Kıbrıslı Türk İnsan Hakları Vakfı’ndan Kadın Ölümleri Üzerine Çarpıcı Dilekçe
Kıbrıslı Türk İnsan Hakları Vakfı’nın kadın ölümleri üzerine hazırladığı çarpıcı dilekçe, toplumsal cinsiyet eşitliği ve kadına yönelik şiddet konularında farkındalık yaratmayı amaçlıyor.

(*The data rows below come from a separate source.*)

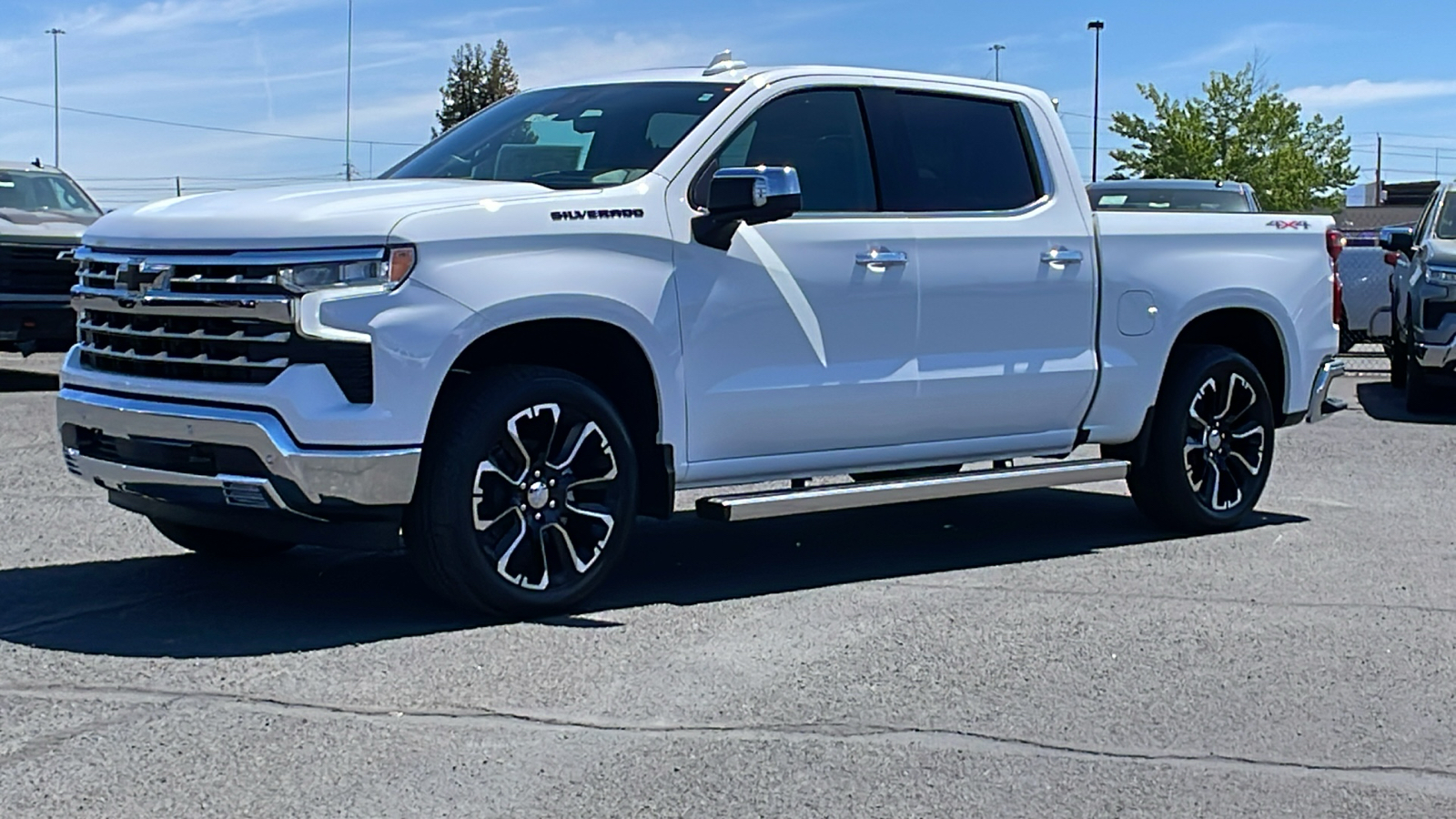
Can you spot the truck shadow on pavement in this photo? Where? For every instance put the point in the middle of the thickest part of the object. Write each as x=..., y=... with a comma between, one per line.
x=28, y=380
x=308, y=599
x=1385, y=402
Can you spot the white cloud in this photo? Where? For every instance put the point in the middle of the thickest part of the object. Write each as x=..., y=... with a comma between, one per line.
x=1241, y=47
x=1365, y=92
x=175, y=15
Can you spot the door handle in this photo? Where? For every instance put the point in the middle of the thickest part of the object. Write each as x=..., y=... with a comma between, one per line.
x=1060, y=256
x=878, y=259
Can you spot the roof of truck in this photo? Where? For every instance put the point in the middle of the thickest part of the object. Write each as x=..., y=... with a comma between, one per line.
x=15, y=165
x=772, y=73
x=1165, y=184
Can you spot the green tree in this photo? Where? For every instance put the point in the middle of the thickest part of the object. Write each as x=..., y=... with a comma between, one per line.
x=1242, y=130
x=475, y=80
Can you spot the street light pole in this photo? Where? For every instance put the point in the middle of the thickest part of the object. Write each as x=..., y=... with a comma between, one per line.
x=56, y=75
x=349, y=98
x=1097, y=86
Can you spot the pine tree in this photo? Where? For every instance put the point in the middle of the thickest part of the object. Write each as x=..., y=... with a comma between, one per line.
x=475, y=82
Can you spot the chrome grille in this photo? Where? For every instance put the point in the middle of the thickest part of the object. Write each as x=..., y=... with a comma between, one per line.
x=203, y=278
x=206, y=317
x=184, y=347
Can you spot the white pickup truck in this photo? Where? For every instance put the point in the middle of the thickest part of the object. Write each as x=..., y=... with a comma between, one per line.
x=586, y=298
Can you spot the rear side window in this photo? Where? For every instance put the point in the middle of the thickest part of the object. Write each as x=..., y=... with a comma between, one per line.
x=951, y=153
x=822, y=135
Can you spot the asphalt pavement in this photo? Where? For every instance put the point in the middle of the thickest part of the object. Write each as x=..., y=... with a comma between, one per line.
x=1043, y=653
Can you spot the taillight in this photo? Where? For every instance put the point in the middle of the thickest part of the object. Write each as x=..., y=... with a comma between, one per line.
x=1334, y=245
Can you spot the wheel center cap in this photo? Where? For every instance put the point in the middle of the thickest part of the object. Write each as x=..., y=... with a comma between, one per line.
x=536, y=494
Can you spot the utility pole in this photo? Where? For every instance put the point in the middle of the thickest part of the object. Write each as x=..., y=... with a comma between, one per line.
x=56, y=69
x=1097, y=86
x=1380, y=155
x=349, y=96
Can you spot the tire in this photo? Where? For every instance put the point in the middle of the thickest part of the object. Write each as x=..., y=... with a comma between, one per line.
x=218, y=542
x=1400, y=361
x=528, y=493
x=1420, y=395
x=1216, y=398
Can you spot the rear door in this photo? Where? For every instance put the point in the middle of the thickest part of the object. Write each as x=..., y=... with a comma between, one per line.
x=1006, y=264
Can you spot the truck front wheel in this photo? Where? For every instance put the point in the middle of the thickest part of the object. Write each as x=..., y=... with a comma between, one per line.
x=526, y=496
x=1210, y=443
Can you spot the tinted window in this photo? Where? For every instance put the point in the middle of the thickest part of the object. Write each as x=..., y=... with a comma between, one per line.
x=1196, y=200
x=1446, y=223
x=820, y=133
x=572, y=137
x=951, y=153
x=43, y=193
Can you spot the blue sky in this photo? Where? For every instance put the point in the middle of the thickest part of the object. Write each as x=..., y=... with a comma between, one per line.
x=278, y=66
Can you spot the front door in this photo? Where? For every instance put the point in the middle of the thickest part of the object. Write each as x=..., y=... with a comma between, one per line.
x=1008, y=314
x=801, y=337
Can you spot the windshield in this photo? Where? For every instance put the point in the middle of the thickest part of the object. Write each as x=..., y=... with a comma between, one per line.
x=1446, y=225
x=572, y=137
x=33, y=191
x=1208, y=200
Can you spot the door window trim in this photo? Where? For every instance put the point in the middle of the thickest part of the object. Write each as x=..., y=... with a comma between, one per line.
x=870, y=143
x=1033, y=145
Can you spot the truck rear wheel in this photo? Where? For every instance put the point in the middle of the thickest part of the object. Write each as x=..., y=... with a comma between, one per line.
x=528, y=493
x=1210, y=443
x=218, y=542
x=1420, y=394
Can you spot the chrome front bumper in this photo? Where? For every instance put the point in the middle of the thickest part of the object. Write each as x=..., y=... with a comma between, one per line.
x=1320, y=407
x=310, y=477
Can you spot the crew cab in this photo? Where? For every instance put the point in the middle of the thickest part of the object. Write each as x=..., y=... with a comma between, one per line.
x=43, y=215
x=587, y=298
x=1174, y=196
x=1423, y=302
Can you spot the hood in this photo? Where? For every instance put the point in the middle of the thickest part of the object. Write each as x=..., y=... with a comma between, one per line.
x=328, y=215
x=43, y=225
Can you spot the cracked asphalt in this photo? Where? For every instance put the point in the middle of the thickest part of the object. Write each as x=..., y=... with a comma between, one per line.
x=1041, y=653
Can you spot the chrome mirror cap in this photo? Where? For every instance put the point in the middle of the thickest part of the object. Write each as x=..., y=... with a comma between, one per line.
x=768, y=182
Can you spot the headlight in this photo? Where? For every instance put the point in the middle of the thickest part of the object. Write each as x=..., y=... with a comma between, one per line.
x=1441, y=274
x=389, y=271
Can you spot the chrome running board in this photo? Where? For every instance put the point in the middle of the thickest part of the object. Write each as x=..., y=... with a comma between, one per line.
x=753, y=506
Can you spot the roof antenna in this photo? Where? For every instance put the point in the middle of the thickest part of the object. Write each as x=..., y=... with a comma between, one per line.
x=723, y=62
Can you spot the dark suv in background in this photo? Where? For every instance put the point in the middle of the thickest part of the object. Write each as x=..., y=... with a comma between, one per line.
x=43, y=215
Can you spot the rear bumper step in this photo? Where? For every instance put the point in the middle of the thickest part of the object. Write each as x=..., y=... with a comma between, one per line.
x=852, y=496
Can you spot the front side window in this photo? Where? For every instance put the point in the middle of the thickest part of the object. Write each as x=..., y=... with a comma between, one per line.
x=44, y=193
x=819, y=133
x=572, y=137
x=1446, y=222
x=953, y=153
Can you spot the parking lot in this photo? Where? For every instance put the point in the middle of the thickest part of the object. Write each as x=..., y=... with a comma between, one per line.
x=1043, y=653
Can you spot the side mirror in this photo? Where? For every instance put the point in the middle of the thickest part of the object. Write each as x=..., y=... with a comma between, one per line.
x=1398, y=239
x=750, y=196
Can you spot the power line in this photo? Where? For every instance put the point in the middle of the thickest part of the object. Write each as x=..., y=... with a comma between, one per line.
x=197, y=126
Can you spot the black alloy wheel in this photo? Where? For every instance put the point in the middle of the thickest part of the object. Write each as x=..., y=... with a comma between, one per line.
x=528, y=493
x=1210, y=443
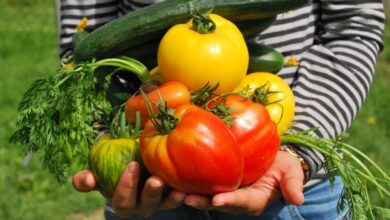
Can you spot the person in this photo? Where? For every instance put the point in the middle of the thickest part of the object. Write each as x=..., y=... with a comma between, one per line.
x=334, y=44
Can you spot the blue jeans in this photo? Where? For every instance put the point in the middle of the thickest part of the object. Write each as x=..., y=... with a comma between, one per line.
x=320, y=203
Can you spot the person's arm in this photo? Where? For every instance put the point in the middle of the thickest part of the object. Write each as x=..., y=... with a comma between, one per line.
x=70, y=13
x=330, y=85
x=335, y=74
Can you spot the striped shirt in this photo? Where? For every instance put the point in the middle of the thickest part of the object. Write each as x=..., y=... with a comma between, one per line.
x=335, y=41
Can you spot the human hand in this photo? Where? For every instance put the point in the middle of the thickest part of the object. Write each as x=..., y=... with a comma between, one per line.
x=126, y=201
x=285, y=178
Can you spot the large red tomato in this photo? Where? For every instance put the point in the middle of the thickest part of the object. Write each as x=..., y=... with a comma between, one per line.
x=255, y=133
x=199, y=155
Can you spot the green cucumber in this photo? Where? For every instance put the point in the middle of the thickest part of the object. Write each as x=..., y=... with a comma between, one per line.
x=147, y=52
x=151, y=22
x=263, y=58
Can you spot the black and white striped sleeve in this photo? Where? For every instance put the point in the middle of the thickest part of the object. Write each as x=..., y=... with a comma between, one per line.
x=70, y=12
x=335, y=74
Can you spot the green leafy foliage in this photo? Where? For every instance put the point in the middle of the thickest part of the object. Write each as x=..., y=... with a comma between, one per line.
x=56, y=115
x=354, y=167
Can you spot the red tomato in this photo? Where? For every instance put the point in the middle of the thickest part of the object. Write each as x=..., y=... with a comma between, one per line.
x=174, y=93
x=200, y=155
x=255, y=133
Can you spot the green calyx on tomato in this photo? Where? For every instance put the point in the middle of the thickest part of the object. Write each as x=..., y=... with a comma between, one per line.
x=174, y=94
x=193, y=58
x=253, y=129
x=202, y=23
x=274, y=93
x=192, y=150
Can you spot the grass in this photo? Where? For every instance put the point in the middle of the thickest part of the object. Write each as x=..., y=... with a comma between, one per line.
x=28, y=50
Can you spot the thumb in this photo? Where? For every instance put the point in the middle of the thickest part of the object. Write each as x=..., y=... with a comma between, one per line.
x=291, y=184
x=84, y=181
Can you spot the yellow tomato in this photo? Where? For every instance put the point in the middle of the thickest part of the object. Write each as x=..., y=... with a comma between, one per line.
x=276, y=95
x=195, y=58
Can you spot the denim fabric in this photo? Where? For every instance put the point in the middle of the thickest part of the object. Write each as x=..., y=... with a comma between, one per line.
x=320, y=204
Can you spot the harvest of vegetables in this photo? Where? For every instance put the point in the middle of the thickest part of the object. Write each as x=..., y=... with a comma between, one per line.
x=213, y=124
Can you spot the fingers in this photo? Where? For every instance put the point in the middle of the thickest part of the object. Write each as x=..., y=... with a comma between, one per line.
x=173, y=200
x=291, y=184
x=127, y=201
x=198, y=201
x=84, y=181
x=243, y=201
x=151, y=196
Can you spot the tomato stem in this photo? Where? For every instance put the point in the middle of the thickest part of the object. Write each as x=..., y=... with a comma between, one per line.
x=202, y=23
x=164, y=119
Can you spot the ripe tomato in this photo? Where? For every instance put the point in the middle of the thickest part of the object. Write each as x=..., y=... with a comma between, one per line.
x=195, y=59
x=255, y=133
x=279, y=98
x=200, y=155
x=174, y=93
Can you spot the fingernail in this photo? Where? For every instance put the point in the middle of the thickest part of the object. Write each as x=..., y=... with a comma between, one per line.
x=132, y=168
x=218, y=203
x=155, y=183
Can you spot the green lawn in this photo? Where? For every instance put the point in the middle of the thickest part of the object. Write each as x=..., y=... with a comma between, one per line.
x=28, y=50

Bu önemli belgeyi keşfedin.

Kıbrıslı Türk İnsan Hakları Vakfı’ndan Önemli Girişim
Kıbrıslı Türk İnsan Hakları Vakfı (KTİHV), son dönemde gece kulüplerinde çalışan kadınların hayatını kaybetmesiyle ilgili önemli bir adım attı.
Vakıf, bu trajik olaylarla ilgili daha fazla bilgi edinmek amacıyla Polis Genel Müdürlüğü’ne (PGM) resmi bir dilekçe sundu.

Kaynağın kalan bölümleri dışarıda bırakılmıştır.